Pero la diferencia entre las más altas cumbres de esta poesía
y sus prolongadas llanuras -o aun simas- es enorme, abismal.
Hay que deslizarse por kilómetros de verso mediano, de prosa
versificada, para ascender de pronto a sus escarpados picachos,
donde se respira una atmósfera de otro mundo. Esta consideración
topográfica no va en su demérito, si se piensa que los grandes
poetas suelen sobrevivir por un pequeñísimo puñado de poemas:
la inmortalidad de Neruda tiene una base harto más extensa.

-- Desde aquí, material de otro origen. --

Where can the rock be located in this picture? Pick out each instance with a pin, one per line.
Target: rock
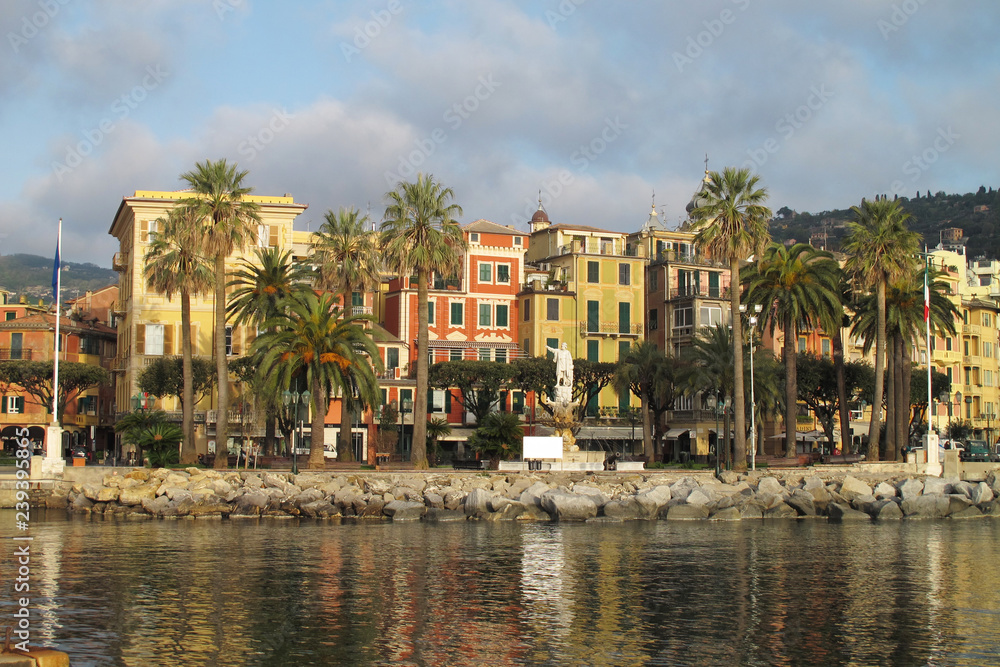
(136, 494)
(852, 487)
(565, 506)
(933, 506)
(477, 502)
(981, 493)
(910, 488)
(883, 490)
(437, 514)
(839, 512)
(770, 486)
(628, 508)
(686, 512)
(728, 514)
(935, 486)
(802, 502)
(781, 511)
(403, 510)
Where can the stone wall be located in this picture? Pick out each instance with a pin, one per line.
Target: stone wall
(457, 496)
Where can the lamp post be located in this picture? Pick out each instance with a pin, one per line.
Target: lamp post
(294, 398)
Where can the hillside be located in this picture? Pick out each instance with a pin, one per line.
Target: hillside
(31, 275)
(930, 214)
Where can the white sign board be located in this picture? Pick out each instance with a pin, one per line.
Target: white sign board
(538, 447)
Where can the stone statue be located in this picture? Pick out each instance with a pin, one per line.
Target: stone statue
(564, 373)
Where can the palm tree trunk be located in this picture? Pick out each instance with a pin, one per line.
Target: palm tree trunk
(903, 404)
(740, 465)
(317, 429)
(647, 429)
(845, 412)
(221, 366)
(875, 427)
(791, 385)
(418, 453)
(189, 453)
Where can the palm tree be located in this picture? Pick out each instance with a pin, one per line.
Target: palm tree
(346, 249)
(420, 236)
(731, 223)
(228, 221)
(312, 341)
(798, 288)
(262, 290)
(638, 372)
(172, 264)
(880, 251)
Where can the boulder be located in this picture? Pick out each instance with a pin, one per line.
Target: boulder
(565, 506)
(852, 487)
(840, 512)
(403, 510)
(686, 512)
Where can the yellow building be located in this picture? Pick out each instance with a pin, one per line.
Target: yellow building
(149, 323)
(592, 298)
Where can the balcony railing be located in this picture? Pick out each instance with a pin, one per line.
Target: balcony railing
(702, 291)
(590, 328)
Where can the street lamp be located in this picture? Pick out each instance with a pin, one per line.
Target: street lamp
(294, 398)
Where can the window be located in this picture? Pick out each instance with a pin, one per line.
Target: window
(154, 339)
(624, 274)
(593, 272)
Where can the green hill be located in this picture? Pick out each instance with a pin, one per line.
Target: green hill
(930, 214)
(31, 275)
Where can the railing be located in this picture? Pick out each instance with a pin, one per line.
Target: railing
(702, 291)
(588, 328)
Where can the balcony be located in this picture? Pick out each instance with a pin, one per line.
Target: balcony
(699, 291)
(589, 328)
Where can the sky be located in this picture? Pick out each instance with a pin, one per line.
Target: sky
(591, 105)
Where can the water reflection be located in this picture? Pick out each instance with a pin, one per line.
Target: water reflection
(272, 592)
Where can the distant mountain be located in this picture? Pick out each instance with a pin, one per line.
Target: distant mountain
(977, 214)
(31, 276)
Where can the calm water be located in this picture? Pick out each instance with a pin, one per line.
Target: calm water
(289, 592)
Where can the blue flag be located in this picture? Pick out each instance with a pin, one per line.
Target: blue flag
(55, 272)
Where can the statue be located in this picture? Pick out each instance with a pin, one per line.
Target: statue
(564, 373)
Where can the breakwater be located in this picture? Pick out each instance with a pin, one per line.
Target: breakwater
(498, 496)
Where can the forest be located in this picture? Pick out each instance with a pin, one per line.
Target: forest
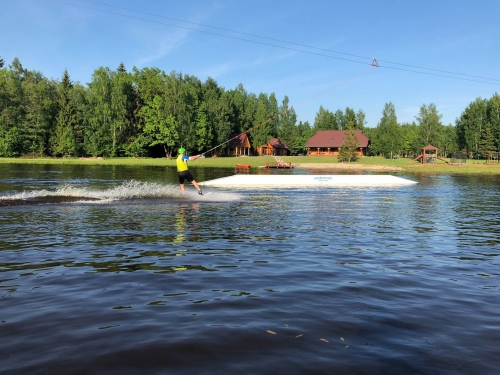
(149, 113)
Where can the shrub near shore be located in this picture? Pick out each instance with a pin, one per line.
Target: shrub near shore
(403, 164)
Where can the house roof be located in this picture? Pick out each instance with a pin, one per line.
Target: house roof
(335, 138)
(238, 140)
(430, 147)
(277, 143)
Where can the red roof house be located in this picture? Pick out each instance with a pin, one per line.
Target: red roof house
(239, 145)
(274, 147)
(329, 142)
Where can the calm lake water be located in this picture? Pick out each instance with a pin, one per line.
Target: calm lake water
(109, 270)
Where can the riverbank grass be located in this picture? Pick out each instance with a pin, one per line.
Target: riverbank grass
(471, 167)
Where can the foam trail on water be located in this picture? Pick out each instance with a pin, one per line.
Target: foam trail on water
(126, 191)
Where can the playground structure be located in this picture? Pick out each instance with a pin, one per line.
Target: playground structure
(493, 157)
(431, 157)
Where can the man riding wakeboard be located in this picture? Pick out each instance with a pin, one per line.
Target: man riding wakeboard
(182, 169)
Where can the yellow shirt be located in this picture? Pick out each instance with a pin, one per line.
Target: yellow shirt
(182, 163)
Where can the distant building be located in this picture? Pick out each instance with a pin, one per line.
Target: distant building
(329, 142)
(274, 147)
(239, 145)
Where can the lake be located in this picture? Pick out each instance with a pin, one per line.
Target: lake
(110, 270)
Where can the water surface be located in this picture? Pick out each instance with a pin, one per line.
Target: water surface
(110, 270)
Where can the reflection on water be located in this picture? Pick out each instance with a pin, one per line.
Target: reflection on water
(296, 281)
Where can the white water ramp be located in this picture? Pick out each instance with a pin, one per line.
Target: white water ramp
(307, 180)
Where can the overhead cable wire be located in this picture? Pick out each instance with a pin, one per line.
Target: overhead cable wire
(288, 42)
(290, 109)
(287, 48)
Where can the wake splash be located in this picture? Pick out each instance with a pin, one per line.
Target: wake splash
(129, 190)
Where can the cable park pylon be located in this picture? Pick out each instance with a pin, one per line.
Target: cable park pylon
(374, 64)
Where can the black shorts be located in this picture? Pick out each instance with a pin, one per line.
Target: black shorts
(185, 175)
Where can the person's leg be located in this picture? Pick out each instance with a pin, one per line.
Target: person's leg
(197, 186)
(181, 181)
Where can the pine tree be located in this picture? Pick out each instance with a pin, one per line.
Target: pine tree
(63, 141)
(349, 150)
(487, 142)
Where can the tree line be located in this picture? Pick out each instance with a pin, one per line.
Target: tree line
(148, 112)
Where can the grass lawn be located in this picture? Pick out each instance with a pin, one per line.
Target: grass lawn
(258, 161)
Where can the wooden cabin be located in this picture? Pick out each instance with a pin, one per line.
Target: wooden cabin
(329, 142)
(274, 147)
(429, 155)
(239, 145)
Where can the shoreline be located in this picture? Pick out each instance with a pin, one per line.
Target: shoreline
(348, 167)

Pero no es necesario cegarse por prestigios o respetos y hacer
a sus grandes poemas el flaco servicio de diluirlos en su efímero
relleno. Ofrezco a continuación un gráfico de lectura, irregular
y zigzagueante como hay pocos en la grafía literaria.
Las
rosas tremantes, los jardines adolescentes, las margaritas infinitas,
todos los aires de época de su obra primera, no consiguen dañar
el aliento juvenil, intuitivo, fresco y perdurable de la poesía
que atraviesa las páginas de "Crepusculario" (1923);
allí se encierran ya, en precioso germen, el timbre de lenguaje
y la substancia sensorial que su gran poesía ampliará en estereofónico
efecto. Los "Veinte poemas de amor...". (1924), escritos
con el sentimiento imborrable de las pasiones primeras, anuncian
-junto con la pertinaz vocación erótica del autor- la prehistoria
de su inmersión telúrica: esa poderosa afinidad cósmica, esa
potencia elemental, instintiva y terrestre, que falta en grandes
poetas de muy elaborado acento, y que confiere a la voz de Neruda
su carácter único, como si en ella encontrara expresión directa
la entraña misma de la materia mineral y vegetal También se
percibe ya en esa obra la inteligencia verbal, ese instintivo
y triunfal acierto con que enredará los significados más huidizos
en el sonido, en la magia de las letras, en el rostro visual
de las palabras. A través de sus obras siguientes, poesía y
prosa -"El hondero entusiasta" (1924), "Tentativa
del hombre infinito", "El habitante y su esperanza"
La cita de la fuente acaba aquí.